Eis que sugerimos que a execução da sentença arbitral se faça, com a necessária adaptação, nos moldes da execução extrajudicial prevista no Decreto-lei nº. 70, de 1966, com o aval das Cortes Superiores, inclusive do Pretório Excelso, que a julgou constitucional, ou se proceda a execução na própria corte de arbitragem. [7] A Comissão de Mediação e Arbitragem da Ordem dos Advogados do Brasil, Seccional do Distrito Federal, por nós presidida, está procedendo a estudos neste sentido, inclusive na elaboração do Código de Ética nacional, e uma subcomissão estuda os problemas que têm havido com instituições de arbitragem, daí por que se faz necessário a edição de lei neste sentido.

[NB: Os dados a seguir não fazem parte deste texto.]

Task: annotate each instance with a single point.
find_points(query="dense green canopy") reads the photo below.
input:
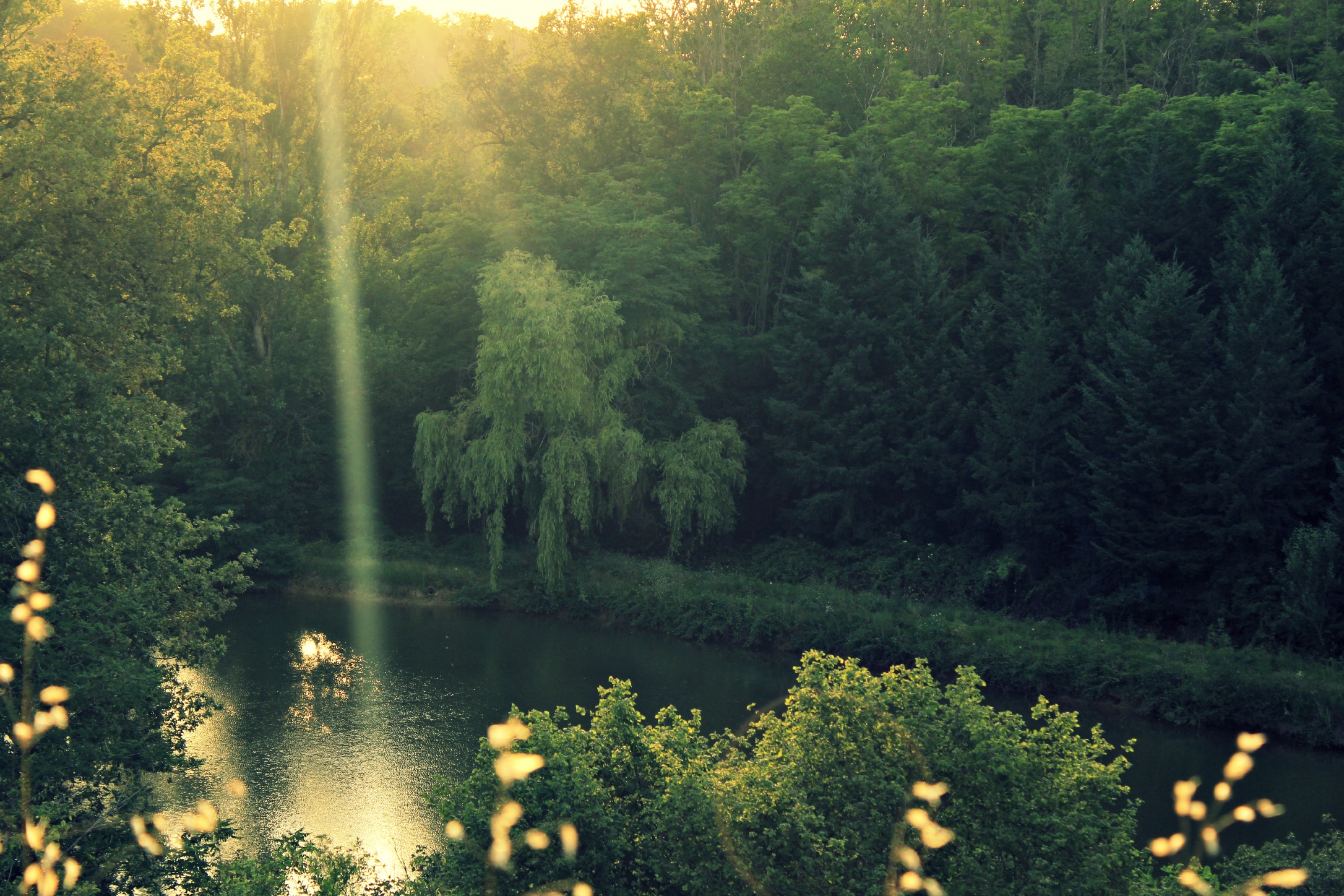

É o início da grande revolução neste campo que deverá ser acompanhada, sem dúvida, da aculturação do povo, beneficiando-se de uma justiça rápida, simples, oral, informal e confiável, sob a proteção do Estado.

Assim, é preciso avançar mais, nesse projeto de magna importância, aperfeiçoando-se a lei de regência da arbitragem, no sentido de permitir que todos os atos, inclusive a ação de nulidade e os embargos do devedor, se processem e se decidam nas cortes arbitrais.

Desta forma, o Brasil estará contribuindo, decisivamente, para o aprimoramento da prestação de justiça e rapidez na sua consecução, aliviando a sobrecarga do Judiciário


[1] Cf. Uma Nova Visão da Arbitragem, de nossa autoria, 1ª PARTE, publicada na Revista Tributária e de Finanças Públicas, RT, nº. 58, setembro-outubro de 2004;, 2ª PARTE, publicada na Revista Tributária e de Finanças Públicas nº.  59, novembro/dezembro 2004;  publicação integral no  nº. 39, setembro de 2004,  na Revista Portuguesa de Direito do Consumidor, Coimbra, Portugal, bem como em sites da Internet. Cf. também artigo do Ministro José Delgado, A arbitragem, no Brasil – Evolução Histórica e Conceitual, na internet, no site www.arbitragem.com.br/artigo%20Arbitraggem%20%Jos%E9%20Augusto%20.Delgado.htm

 

[2] Cf. o artigo “A Arbitragem na área tributária”, de nossa autoria,  publicado, na Revista Prática Jurídica, Editora CONSULEX, 48, de 31 de março de 2006). Cf. também o PL EMI 204 MF AGU que prevê a transação e a conciliação de débitos tributários, da Procuradoria-Geral da Fazenda Nacional.

 

[3] Consultem-se no citado informe das XXII Jornadas as considerações e as recomendações aprovadas por maioria de votos. Quito, Ecuador, 2004. Site: http://www.iladt.org/documentos/detalle_doc.asp?id=394 (Consulta em 1º. de março de 2006).          

[4] Cf. também noticiário do STJ, na internet, de 2 de maio de 2005. A magistrada criticou o distanciamento entre a Justiça e os jurisdicionados, certificando que “aqui (nos autos), eu só julgo papéis, não vejo o rosto de ninguém. E para quem sempre foi juíza como eu, é extremamente doloroso você ler, e não ver, não olhar as pessoas nos olhos, enfim, não ter este contato humano” (cf. noticiário cit.).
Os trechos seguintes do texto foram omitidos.